Par une soirée de novembre, Stephen était assis près du feu, dans la chambre de la femme de charge, en train de réfléchir au milieu dans lequel il se trouvait.
— Est-ce que M. Abney est un homme bon, et est-ce qu’il ira au ciel ? demanda-t-il soudain avec cette confiance étrange que mettent les enfants dans la capacité de leurs aînés de régler ces questions, alors que nous réservons à un autre tribunal le soin d’en juger.
— S’il est bon ? Dieu vous bénisse, mon petit ! Monsieur est la meilleure créature que je connaisse ! Je vous ai-t-y point raconté l’histoire du gamin qu’il a ramassé comme qui dirait dans la rue, y a sept ans de ça ? et celle de la fillette qu’est venue ici deux ans après mon arrivée au manoir ?
— Non, madame Bunch. Mais, je vous en prie, racontez-moi ça tout de suite !

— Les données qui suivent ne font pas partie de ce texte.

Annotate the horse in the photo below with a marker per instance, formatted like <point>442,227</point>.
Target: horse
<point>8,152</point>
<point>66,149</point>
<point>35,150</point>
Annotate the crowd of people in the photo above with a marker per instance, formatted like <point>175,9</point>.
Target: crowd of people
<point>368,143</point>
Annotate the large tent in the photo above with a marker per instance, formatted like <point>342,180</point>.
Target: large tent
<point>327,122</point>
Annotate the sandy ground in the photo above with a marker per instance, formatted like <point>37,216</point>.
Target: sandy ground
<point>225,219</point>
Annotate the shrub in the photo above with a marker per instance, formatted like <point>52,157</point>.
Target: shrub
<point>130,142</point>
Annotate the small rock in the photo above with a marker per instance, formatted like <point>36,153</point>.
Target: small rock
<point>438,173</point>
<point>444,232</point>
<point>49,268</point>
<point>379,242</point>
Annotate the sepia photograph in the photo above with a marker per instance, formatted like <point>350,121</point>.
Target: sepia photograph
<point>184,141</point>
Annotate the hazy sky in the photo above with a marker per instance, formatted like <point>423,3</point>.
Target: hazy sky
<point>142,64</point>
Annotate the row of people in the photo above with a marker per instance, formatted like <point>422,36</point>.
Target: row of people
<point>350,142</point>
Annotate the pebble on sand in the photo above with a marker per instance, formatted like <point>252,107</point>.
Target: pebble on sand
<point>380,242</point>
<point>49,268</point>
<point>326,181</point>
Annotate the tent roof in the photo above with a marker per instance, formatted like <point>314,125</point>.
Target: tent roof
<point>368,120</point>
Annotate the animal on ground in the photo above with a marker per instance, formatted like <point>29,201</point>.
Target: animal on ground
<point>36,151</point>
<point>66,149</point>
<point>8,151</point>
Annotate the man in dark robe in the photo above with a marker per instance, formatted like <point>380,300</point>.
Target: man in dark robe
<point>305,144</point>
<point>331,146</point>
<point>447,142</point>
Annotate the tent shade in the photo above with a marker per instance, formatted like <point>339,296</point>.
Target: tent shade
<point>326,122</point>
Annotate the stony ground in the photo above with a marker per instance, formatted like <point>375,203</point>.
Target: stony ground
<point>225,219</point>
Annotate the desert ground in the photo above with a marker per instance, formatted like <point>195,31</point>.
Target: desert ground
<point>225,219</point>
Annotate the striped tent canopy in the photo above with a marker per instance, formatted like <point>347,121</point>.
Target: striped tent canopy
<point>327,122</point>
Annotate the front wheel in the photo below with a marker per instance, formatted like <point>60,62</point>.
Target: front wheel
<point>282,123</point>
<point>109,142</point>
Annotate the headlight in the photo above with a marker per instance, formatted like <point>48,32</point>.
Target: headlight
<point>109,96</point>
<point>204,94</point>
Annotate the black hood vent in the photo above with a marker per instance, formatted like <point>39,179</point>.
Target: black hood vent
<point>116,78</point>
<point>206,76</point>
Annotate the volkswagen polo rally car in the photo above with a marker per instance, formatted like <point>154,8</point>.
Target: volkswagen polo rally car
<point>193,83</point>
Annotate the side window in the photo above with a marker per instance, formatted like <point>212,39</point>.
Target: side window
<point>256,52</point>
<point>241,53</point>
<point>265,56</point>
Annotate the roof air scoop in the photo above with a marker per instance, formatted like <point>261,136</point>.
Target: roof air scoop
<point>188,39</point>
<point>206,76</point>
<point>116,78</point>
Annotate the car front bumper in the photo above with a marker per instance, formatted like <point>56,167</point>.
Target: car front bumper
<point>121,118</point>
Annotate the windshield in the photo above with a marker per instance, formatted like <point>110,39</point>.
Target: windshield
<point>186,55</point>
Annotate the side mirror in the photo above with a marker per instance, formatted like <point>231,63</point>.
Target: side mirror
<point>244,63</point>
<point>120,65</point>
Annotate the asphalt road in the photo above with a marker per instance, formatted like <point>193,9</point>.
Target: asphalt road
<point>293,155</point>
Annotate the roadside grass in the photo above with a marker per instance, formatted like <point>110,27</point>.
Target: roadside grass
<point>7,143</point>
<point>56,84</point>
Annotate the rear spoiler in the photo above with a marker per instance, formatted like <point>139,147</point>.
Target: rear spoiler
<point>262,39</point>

— Ma foi, pour ce qu’est de la fillette, je me rappelle point grand-chose. Je sais que Monsieur l’a ramenée un jour d’une de ses promenades, et qu’il a donné des ordres à Mme Ellis, qu’était femme de charge à l’époque, pour qu’on en prenne ben soin. La pauvre petiote, elle avait plus personne de sa famille, et elle a vécu avec nous dans les trois semaines environ. Et puis, on sait pas pourquoi (mais ça se peut qu’elle avait du sang bohémien dans les veines), un beau matin, v’là qu’elle sort de son lit avant que personne ait ouvert l’œil dans la maison, et j’en ai plus jamais vu trace. Monsieur en a eu les sangs tournés, et il a fait draguer tous les étangs. Mais, pour ce qu’est de moi, je crois ben qu’elle a été emportée par des bohémiens parce que, la nuit qu’elle a disparu, on a chanté pendant une heure autour de la maison, et Parkes, il affirme qu’il les a entendus appeler dans les bois tout l’après-midi. Seigneur mon Dieu ! une étrange créature que c’était, toujours silencieuse et tranquille ; mais j’avais beaucoup d’affection pour elle, tellement elle s’était vite apprivoisée…
— Et le petit garçon ?
— Ah, le pauvre gamin ! s’exclama Mme Bunch en soupirant. Lui, c’était un étranger : Jevanny, qu’il s’appelait. Et v’là qu’un jour d’hiver il arrive par l’allée principale, en jouant de la vielle ; et Monsieur l’a fait entrer tout de suite et y a demandé d’où qu’il venait, et quel âge qu’il avait, et comment qu’il était venu par ici, et où qu’étaient ses parents : tout ça avec la plus grande bonté. Mais ç’a été la même histoire. Ces étrangers, je suppose qu’y sont point disciplinés, et il est parti un beau matin, pareil que la fille. Où qu’il s’en est allé et ce qu’il a pu bien faire, c’est des questions qu’on s’est posées pendant plus d’un an : car il a point emporté sa vielle qu’est encore là sur le dessus de la cheminée.
Stephen passa le reste de la soirée à faire subir à Mme Bunch plusieurs contre-interrogatoires, et à tenter de tirer un air de la vielle.
Cette nuit-là, il fit un rêve étrange.
À l’extrémité du couloir du dernier étage où se trouvait sa chambre, il y avait une vieille salle de bains inutilisée. On la tenait toujours fermée à clé, mais le haut de la porte était vitré, et, comme les rideaux de mousseline qui le dissimulaient autrefois avaient disparu depuis longtemps, on pouvait voir à l’intérieur la baignoire doublée de plomb, fixée au mur du côté droit, la tête vers la fenêtre.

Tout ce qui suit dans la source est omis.